Beckenbauer und Jones

Franz Beckenbauer und WM-OK-Chefin Steffi Jones: Statt Startschuss droht der Frauen-WM 2011 der vorzeitige Abpfiff. imago

Der Donnerstag:

Beim DFB sitzt man auf heißen Kohlen. 17 Uhr verstreicht, erst am späten Abend kommt die Fax-Nachricht aus Bonn. Das Kartellamt beendet eine Rechtsunsicherheit, teilt mit, dass Pokalfinale und die beiden Länderspiele ausgetragen werden können.

Der Freitag:

DFB-Präsidiums- und Vorstandssitzung in Frankfurt. Die 15 Kollegen im Präsidium und die 53 Vorstandsmitglieder werden von Zwanziger und Rauball über die Situation unterrichtet. Eine der brisantesten Tagungen in der jüngeren Geschichte des DFB. Allen wird klar: Im Moment müssen die Verhandlungen über die neuen Fernsehverträge des DFB (Länderspiele, Pokal, Amateure) und der DFL (Bundesliga) ab 2009 ruhen. Die Vermarktung der Länderspiele nach der EURO (7. bis 29. Juni) in Österreich und der Schweiz muss abgebrochen werden. Die Frauen-WM muss an die FIFA zurückgegeben werden, wenn die bisherige Praxis der Sponsorensuche (siehe das Beispiel mit Hertha BSC) untersagt wird. Alle Verhandlungen in Sachen Zentralvermarktung wie zum Beispiel die Ausschreibung für den Ligaball müssen gestoppt werden, bis eine Entscheidung der Kartellwächter gefallen ist. Es bleiben viele offene Fragen, etwa die, ob die Bundesregierung angerufen werden soll.

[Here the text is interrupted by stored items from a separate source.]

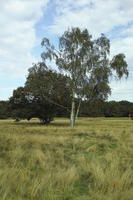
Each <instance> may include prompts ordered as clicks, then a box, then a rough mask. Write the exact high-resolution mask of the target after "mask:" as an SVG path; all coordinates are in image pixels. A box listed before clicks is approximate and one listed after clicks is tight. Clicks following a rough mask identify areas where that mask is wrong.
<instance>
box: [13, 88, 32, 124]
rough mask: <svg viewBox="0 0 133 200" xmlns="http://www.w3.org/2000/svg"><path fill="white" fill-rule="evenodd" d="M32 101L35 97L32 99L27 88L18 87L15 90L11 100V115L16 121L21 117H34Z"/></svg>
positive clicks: (30, 118)
mask: <svg viewBox="0 0 133 200" xmlns="http://www.w3.org/2000/svg"><path fill="white" fill-rule="evenodd" d="M32 103H33V99H30V96H29V95H28V93H27V92H26V90H25V88H24V87H18V88H17V89H16V90H14V91H13V95H12V97H10V101H9V104H10V111H11V116H12V117H13V118H14V119H16V121H19V120H20V119H27V120H30V119H31V118H32V117H33V110H32Z"/></svg>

DFB bestätigt kicker-Angaben

Der DFB bestätigte in einer Pressemitteilung am Montag, dass die vom kicker aufgeworfenen Fragen diejenigen seien, "denen sich die DFB-Spitze in den vergangenen Tagen auch stellen musste und die uns weiterhin bewegen." DFB-Mediendirektor Harald Stenger bestätigte zudem, dass "ein Ordnungswidrigkeits-Verfahren gegen den DFB und auch die DFL anhängig" sei und dabei "im ungünstigsten Fall persönliche Geldbußen gegen handelnde Personen des DFB verhängt werden" könnten. Mit dem Hinweis auf das schwebende Verfahren bat er um Verständnis, dass "keine weiteren Kommentare abgeben werden" können.